This last week and a half has been unproductive. For my blogs, for my goals, for myself. Today’s post is a post of stress and sadness but a post of hope and blessings as well.
Monday was a very busy day at work. We were preparing for Volunteer Appreciation as well as the upcoming holidays. I was on top of the world. Good dinner, good friends, the guy I’m dating was coming, and fun. The dinner itself went smoothly and my bosses came as well. They were pleased with the night and how well we had planned it.
Afterwards they needed to speak with us—separately. They fired my co-worker, the only the only other full time employee. Because she was also my friend, that didn’t want me to know and stress me out. But I am stressed out no matter what. They said we would have a plan of action in five to seven days. They had some idea about who they wanted to hire next but they didn’t know when the new person will come in.
Putting aside any feelings I have for my friend and co-worker, this situation is not pleasant. I had no idea what was going on and now I will be alone on site for the second time in a year. This leaves everything to fall on me. In fact, there were things I had to handle that I almost forgot. On top of this work stress, I was also dealing with things at home.
While many of you were sitting down to a big Thanksgiving dinner, I was getting my mother home from the hospital. On Wednesday, she had two of her vertebrae fused. About six years ago, she had three fused and a rod put in. It was a terrible ordeal. She was in the hospital for five days and took months for her to heal. This time they were doing a new procedure. They would go through her abdomen, move her stomach over, detach her aorta and put in the new disk. It should take two hours. This new procedure would be easier with a shorter healing time, but I was nervous because it was new. In preparation she could only drink clear fluids and had to drink the solution they give for colonoscopy. She was miserable for three days before her surgery.
Wednesday we had to be there by six a.m. They signed her in but didn’t take her back to prep for an hour. At eight, we said good bye and they took her back. She was in holding for two hours before her surgery started. About 45 minutes after we were notified that that the surgery had started, the doctor came out. I almost lost my mind. It was so fast something had to be wrong.

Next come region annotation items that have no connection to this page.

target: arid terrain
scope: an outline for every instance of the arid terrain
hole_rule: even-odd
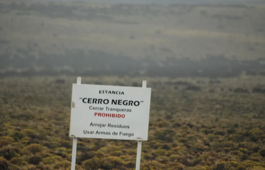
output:
[[[265,170],[265,6],[0,2],[0,170],[70,169],[72,83],[152,88],[143,170]],[[76,169],[135,168],[79,138]]]

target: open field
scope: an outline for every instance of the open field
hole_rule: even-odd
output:
[[[265,169],[262,77],[144,79],[152,91],[141,169]],[[83,77],[82,83],[140,86],[143,80]],[[69,169],[76,81],[66,76],[0,79],[1,169]],[[135,168],[136,141],[78,140],[78,169]]]
[[[1,77],[265,75],[264,6],[3,1],[0,13]]]
[[[265,170],[265,6],[3,0],[0,14],[0,170],[69,169],[78,76],[147,80],[141,169]],[[78,140],[77,169],[135,168],[136,141]]]

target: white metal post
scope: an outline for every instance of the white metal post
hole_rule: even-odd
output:
[[[76,83],[81,84],[81,77],[77,77]],[[71,165],[71,170],[76,169],[76,148],[77,146],[77,138],[73,138],[73,148],[72,149],[72,161]]]
[[[143,81],[142,87],[146,88],[147,81]],[[141,153],[142,150],[142,141],[138,141],[137,144],[137,152],[136,153],[136,164],[135,170],[140,170],[140,164],[141,163]]]

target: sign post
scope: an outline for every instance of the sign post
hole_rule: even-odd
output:
[[[73,84],[69,136],[73,137],[71,170],[75,168],[77,138],[138,141],[139,170],[142,141],[148,138],[151,89]]]

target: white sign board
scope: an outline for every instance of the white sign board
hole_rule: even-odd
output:
[[[73,84],[69,136],[147,141],[150,88]]]

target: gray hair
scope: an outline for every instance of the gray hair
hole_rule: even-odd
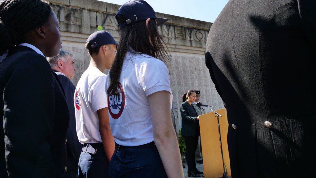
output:
[[[58,55],[54,57],[47,58],[47,60],[51,65],[51,67],[54,67],[57,66],[57,62],[59,60],[62,60],[64,62],[66,62],[67,57],[69,56],[72,57],[72,54],[66,51],[60,50]]]

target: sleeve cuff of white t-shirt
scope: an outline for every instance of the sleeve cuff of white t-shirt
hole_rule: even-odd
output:
[[[97,106],[92,108],[92,110],[93,110],[93,111],[94,112],[96,112],[99,109],[101,109],[107,107],[107,104],[104,104],[104,105],[100,105]]]
[[[161,91],[167,91],[169,92],[171,94],[171,90],[170,89],[170,87],[166,85],[159,85],[155,86],[154,87],[147,89],[145,91],[145,93],[146,94],[146,96],[148,96],[151,94],[160,92]]]

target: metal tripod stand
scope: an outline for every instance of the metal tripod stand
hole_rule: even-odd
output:
[[[211,110],[214,114],[215,114],[215,117],[216,117],[217,119],[217,125],[218,128],[218,134],[219,136],[219,143],[220,145],[221,146],[221,152],[222,153],[222,158],[223,161],[223,169],[224,170],[224,173],[223,173],[223,176],[220,177],[219,177],[218,178],[227,178],[228,177],[229,177],[228,176],[227,174],[227,170],[225,169],[225,163],[224,162],[224,155],[223,155],[223,147],[222,143],[222,137],[221,136],[221,127],[219,125],[219,119],[218,118],[219,116],[222,117],[222,115],[221,115],[217,113],[215,111],[212,109],[211,108],[210,108],[209,107],[207,107]]]

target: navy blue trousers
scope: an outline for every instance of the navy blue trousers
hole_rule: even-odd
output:
[[[119,148],[116,144],[115,150],[110,163],[109,177],[167,177],[154,142],[136,148],[120,146]]]
[[[102,143],[89,143],[97,149],[94,155],[82,151],[79,158],[78,178],[106,178],[109,174],[109,162]]]

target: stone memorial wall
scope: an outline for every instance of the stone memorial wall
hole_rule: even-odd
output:
[[[62,49],[73,55],[76,77],[72,81],[76,85],[90,62],[85,42],[97,27],[102,27],[118,42],[115,14],[120,6],[95,0],[49,1],[59,21]],[[198,90],[202,95],[201,102],[213,106],[215,110],[223,108],[205,65],[205,47],[212,23],[159,13],[156,16],[169,19],[159,30],[172,56],[168,68],[173,101],[179,108],[183,94],[189,89]]]

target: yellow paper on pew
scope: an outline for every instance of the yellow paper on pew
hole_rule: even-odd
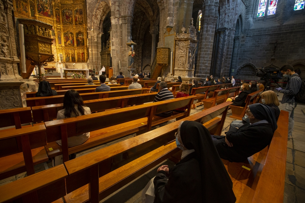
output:
[[[248,167],[246,167],[244,166],[242,166],[242,167],[244,169],[247,169],[248,170],[251,170]]]

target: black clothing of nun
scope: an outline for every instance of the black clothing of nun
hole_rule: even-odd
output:
[[[36,97],[49,96],[57,95],[56,91],[51,88],[50,83],[47,81],[43,81],[39,83],[38,91],[35,94]]]
[[[225,137],[214,140],[222,158],[231,162],[242,162],[262,150],[271,141],[274,131],[278,128],[273,110],[262,103],[251,104],[249,108],[256,118],[266,120],[268,123],[247,123],[239,128],[230,128],[226,137],[228,141],[233,144],[232,147],[228,146]]]
[[[154,179],[154,203],[235,202],[233,183],[209,131],[189,121],[180,129],[181,144],[195,152],[170,170],[168,180],[164,171],[159,171]]]

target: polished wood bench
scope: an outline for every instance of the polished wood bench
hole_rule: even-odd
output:
[[[95,82],[93,83],[95,85],[97,85],[99,86],[101,85],[101,83],[99,82]],[[72,87],[74,87],[74,88],[77,88],[78,86],[81,86],[82,88],[89,88],[88,87],[88,86],[90,86],[90,85],[85,85],[86,84],[88,84],[88,82],[82,82],[81,83],[67,83],[67,84],[56,84],[54,85],[54,89],[55,90],[61,90],[62,89],[63,89],[63,88],[65,87],[66,86],[70,86]],[[119,84],[109,84],[109,85],[108,84],[106,84],[106,85],[108,85],[110,87],[117,87],[120,86],[120,85]],[[73,89],[73,88],[72,88]]]
[[[69,160],[69,154],[128,135],[149,131],[152,126],[188,116],[195,97],[190,96],[45,122],[48,156],[54,157],[62,153],[65,162]],[[154,115],[184,107],[188,110],[183,113],[173,113],[167,117]],[[90,132],[90,137],[84,143],[68,148],[67,138],[88,132]],[[55,142],[60,139],[62,146]]]
[[[0,202],[64,203],[67,176],[61,164],[0,186]]]
[[[104,111],[109,109],[124,108],[153,101],[157,93],[127,95],[110,98],[87,100],[85,105],[90,108],[92,113]],[[32,107],[33,122],[49,121],[56,119],[58,111],[63,109],[63,104],[50,104]]]
[[[245,105],[244,107],[240,107],[234,105],[231,105],[230,107],[232,110],[232,115],[230,118],[241,120],[245,116],[246,110],[248,106],[253,103],[255,103],[260,93],[263,92],[264,89],[260,89],[258,91],[249,94],[247,96],[247,98],[245,101]]]
[[[98,99],[103,98],[113,97],[127,95],[131,95],[140,94],[144,94],[147,92],[148,89],[146,88],[126,89],[117,91],[100,92],[91,93],[80,94],[84,101]],[[50,96],[40,97],[27,98],[27,106],[29,107],[37,107],[44,105],[61,103],[63,102],[64,95],[57,95]]]
[[[233,182],[236,202],[283,202],[288,136],[288,126],[283,124],[288,119],[288,112],[281,110],[270,144],[247,161],[222,159]]]
[[[231,103],[222,104],[66,162],[69,174],[66,179],[66,202],[98,202],[175,153],[180,151],[181,156],[181,151],[177,147],[174,135],[182,121],[199,122],[210,131],[214,131],[214,134],[220,135]],[[217,117],[221,114],[221,118]]]
[[[98,87],[99,85],[97,86],[93,86],[93,85],[86,85],[86,86],[85,87],[87,87],[87,86],[90,86],[90,87],[91,88],[84,88],[81,89],[81,86],[76,86],[77,88],[76,89],[74,89],[75,91],[78,93],[79,94],[82,94],[83,93],[90,93],[93,92],[95,92],[95,88],[92,88],[93,86],[94,87]],[[78,87],[80,87],[79,89]],[[66,89],[65,88],[66,87],[65,87],[65,88],[63,88],[63,89]],[[56,91],[57,92],[58,95],[64,95],[65,94],[66,94],[66,93],[67,92],[67,91],[69,90],[70,89],[63,89],[62,90],[58,90]],[[118,87],[110,87],[110,91],[116,91],[119,90],[124,90],[125,89],[128,89],[128,87],[127,86],[118,86]],[[31,98],[32,97],[36,97],[36,95],[35,94],[37,92],[27,92],[26,93],[26,96],[27,98]]]
[[[239,93],[240,88],[240,87],[234,87],[215,90],[214,91],[213,97],[209,97],[208,99],[206,99],[203,100],[204,110],[206,110],[214,107],[216,104],[218,105],[223,103],[229,97],[232,96],[235,97]],[[197,104],[197,103],[194,104]],[[194,105],[194,104],[193,105]],[[198,106],[196,105],[195,107],[197,106]]]
[[[35,173],[34,165],[48,160],[45,149],[47,145],[45,135],[45,128],[43,125],[28,126],[24,128],[2,131],[0,141],[20,138],[22,152],[2,149],[0,179],[25,171],[28,176],[32,175]]]

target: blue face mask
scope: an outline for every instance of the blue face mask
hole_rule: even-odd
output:
[[[178,148],[183,151],[184,149],[183,149],[183,145],[180,144],[180,142],[178,140],[178,137],[177,137],[176,138],[176,144],[177,145],[177,147]]]

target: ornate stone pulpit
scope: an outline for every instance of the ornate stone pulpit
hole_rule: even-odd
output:
[[[31,65],[38,66],[38,75],[41,81],[41,66],[46,66],[47,62],[54,60],[52,47],[53,39],[50,32],[52,25],[36,20],[18,20],[23,24],[25,57],[32,61]]]
[[[181,76],[183,81],[191,82],[194,79],[195,71],[195,53],[197,49],[197,36],[196,30],[192,25],[185,33],[184,27],[182,33],[177,34],[175,37],[176,43],[174,77]]]

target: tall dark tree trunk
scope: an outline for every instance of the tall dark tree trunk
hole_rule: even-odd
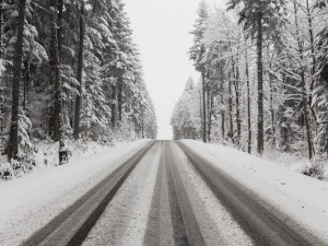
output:
[[[262,65],[262,13],[259,8],[257,16],[257,91],[258,91],[258,121],[257,121],[257,152],[265,151],[265,120],[263,120],[263,65]]]
[[[251,125],[250,125],[250,90],[249,90],[249,68],[248,55],[246,50],[246,83],[247,83],[247,130],[248,130],[248,153],[251,152]]]
[[[19,152],[19,113],[20,113],[20,84],[22,77],[23,61],[23,35],[25,21],[26,0],[19,1],[19,26],[17,39],[15,44],[15,55],[13,61],[13,80],[12,80],[12,105],[11,105],[11,125],[9,139],[9,160],[17,159]]]
[[[272,63],[269,65],[270,71],[272,70]],[[269,71],[269,86],[270,86],[270,113],[271,113],[271,130],[272,130],[272,147],[276,149],[276,114],[273,108],[273,77]]]
[[[297,21],[297,5],[294,3],[294,14],[295,14],[295,26],[296,26],[296,37],[298,43],[298,52],[300,58],[304,60],[304,47],[303,43],[300,37],[300,28],[298,28],[298,21]],[[304,119],[305,119],[305,128],[306,128],[306,138],[307,138],[307,148],[308,148],[308,159],[312,160],[313,157],[313,142],[312,142],[312,132],[311,132],[311,116],[309,116],[309,105],[308,105],[308,97],[306,91],[306,83],[305,83],[305,68],[302,66],[301,68],[301,86],[302,86],[302,101],[303,101],[303,108],[304,108]]]
[[[62,19],[63,19],[62,11],[63,11],[63,0],[58,0],[57,38],[58,38],[59,60],[61,59],[61,46],[62,46]]]
[[[62,98],[61,98],[61,78],[60,78],[60,60],[58,51],[58,37],[57,37],[57,13],[58,13],[58,1],[51,0],[50,5],[50,20],[51,20],[51,51],[50,59],[52,65],[52,77],[55,82],[55,101],[58,106],[57,119],[58,119],[58,141],[59,141],[59,164],[67,162],[67,152],[63,139],[63,120],[62,120]]]
[[[309,95],[308,95],[308,106],[311,108],[311,112],[312,112],[312,115],[313,115],[315,121],[317,122],[318,121],[317,114],[312,105],[312,102],[313,102],[312,93],[314,91],[314,85],[315,85],[317,60],[316,60],[316,54],[315,54],[315,35],[313,32],[313,21],[312,21],[312,16],[311,16],[308,0],[306,0],[306,12],[307,12],[307,23],[308,23],[308,33],[309,33],[311,55],[312,55],[312,68],[311,68],[312,77],[311,77],[311,86],[309,86]]]
[[[112,104],[110,104],[110,113],[112,113],[112,118],[110,118],[110,124],[112,127],[115,127],[116,124],[116,84],[112,85]]]
[[[2,4],[3,0],[0,0],[0,59],[2,58]]]
[[[81,101],[82,101],[82,72],[83,72],[83,49],[84,49],[84,9],[81,3],[80,9],[80,40],[79,40],[79,61],[78,61],[78,81],[79,94],[75,99],[75,117],[74,117],[74,138],[79,139],[80,118],[81,118]]]
[[[211,142],[211,128],[212,128],[212,105],[213,105],[213,89],[211,89],[211,86],[208,87],[207,92],[208,92],[208,96],[207,96],[207,101],[208,101],[208,142]]]
[[[61,44],[62,44],[62,9],[63,9],[63,0],[57,0],[57,8],[58,8],[58,15],[57,15],[57,46],[58,46],[58,56],[59,60],[61,58]],[[50,67],[52,68],[54,65],[50,60]],[[52,81],[54,83],[54,81]],[[55,98],[55,115],[54,115],[54,140],[59,141],[59,105],[58,101]]]
[[[118,79],[117,84],[117,112],[118,120],[121,120],[121,108],[122,108],[122,78]]]
[[[237,125],[237,136],[236,136],[236,144],[239,145],[241,142],[241,133],[242,133],[242,120],[241,120],[241,109],[239,109],[239,68],[238,68],[238,59],[236,58],[235,67],[235,78],[234,78],[234,86],[236,93],[236,125]]]
[[[201,71],[202,84],[202,141],[207,142],[207,101],[206,101],[206,71]]]
[[[28,94],[28,87],[30,87],[30,62],[24,62],[25,67],[25,75],[24,75],[24,97],[23,97],[23,108],[26,110],[27,107],[27,94]]]
[[[229,129],[229,137],[231,138],[232,142],[234,143],[234,119],[233,119],[233,102],[232,102],[232,78],[229,74],[229,118],[230,118],[230,129]]]
[[[224,72],[223,72],[223,63],[220,65],[220,74],[221,74],[221,86],[220,86],[220,91],[221,91],[221,105],[224,105],[224,99],[223,99],[223,95],[224,95]],[[225,139],[225,112],[224,109],[221,109],[221,131],[222,131],[222,140]]]

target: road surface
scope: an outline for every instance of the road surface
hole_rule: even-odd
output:
[[[22,245],[325,245],[178,141],[153,141]]]

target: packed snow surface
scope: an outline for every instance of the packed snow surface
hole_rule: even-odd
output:
[[[328,243],[328,183],[238,150],[180,140]]]
[[[0,244],[19,245],[132,156],[149,140],[117,144],[68,164],[0,183]]]

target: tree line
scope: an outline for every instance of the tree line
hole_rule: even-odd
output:
[[[327,0],[201,1],[188,80],[171,124],[175,138],[266,149],[328,151]]]
[[[34,143],[155,138],[121,0],[0,0],[0,132],[12,165]]]

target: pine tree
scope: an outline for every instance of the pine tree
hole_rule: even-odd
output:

But they were already done! Everything went very easily. She lost very little blood. But she would be in ICU because of the medication they were giving her. When I arrived Thanksgiving morning, she was sitting up and joking. In fact, she got to come home early yesterday afternoon! It was amazing! She and my family were so blessed! She continues to do better each day, and I haven’t stopped praying. So sadness was over come by hope and faith.
This week is extra stressful because the majority of my goals have gone out the widow. I haven’t exercised all week, my blogging was non-existent, and I haven’t read my Bible since Monday. I have gone on a date and did my savings account but I feel spiritually drained because I have lost my way for the week. But I am starting over now and getting back on track. That’s the great thing about this journey; I had always got back on.